A sessão, que terá início pelas 16h00, será aberta pelo Bastonário da Ordem dos Engenheiros (OE), Eng. Carlos Mineiro Aires.

Contará com intervenções do Eng. Fernando Santo relativa à génese do diploma e anteprojeto de revisão do Código dos Contratos Públicos, da Dra. Salomé Moreira referente ao posicionamento da OE no anteprojeto de revisão e do Eng. Vítor Carneiro , que abordará a aplicação do CCP nas prestações de serviços.

Haverá igualmente lugar a uma mesa redonda, moderada pelo Vice-presidente Nacional da OE, Eng. Fernando de Almeida Santos, que contará com a participação dos oradores e da assistência.

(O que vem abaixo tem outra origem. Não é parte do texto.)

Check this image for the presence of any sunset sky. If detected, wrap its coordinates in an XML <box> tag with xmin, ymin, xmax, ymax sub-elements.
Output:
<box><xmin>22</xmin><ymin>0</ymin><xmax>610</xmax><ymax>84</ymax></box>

O encerramento da sessão será efetuado pelo Vice-presidente Nacional da OE, Eng. Carlos Loureiro.

O Anteprojeto de revisão do Código dos Contratos Públicos (CCP) foi colocado em discussão pública até ao dia 23 de setembro, podendo ser consultado aqui.

A sessão terá lugar no Auditório da Sede da Ordem dos Engenheiros, em Lisboa.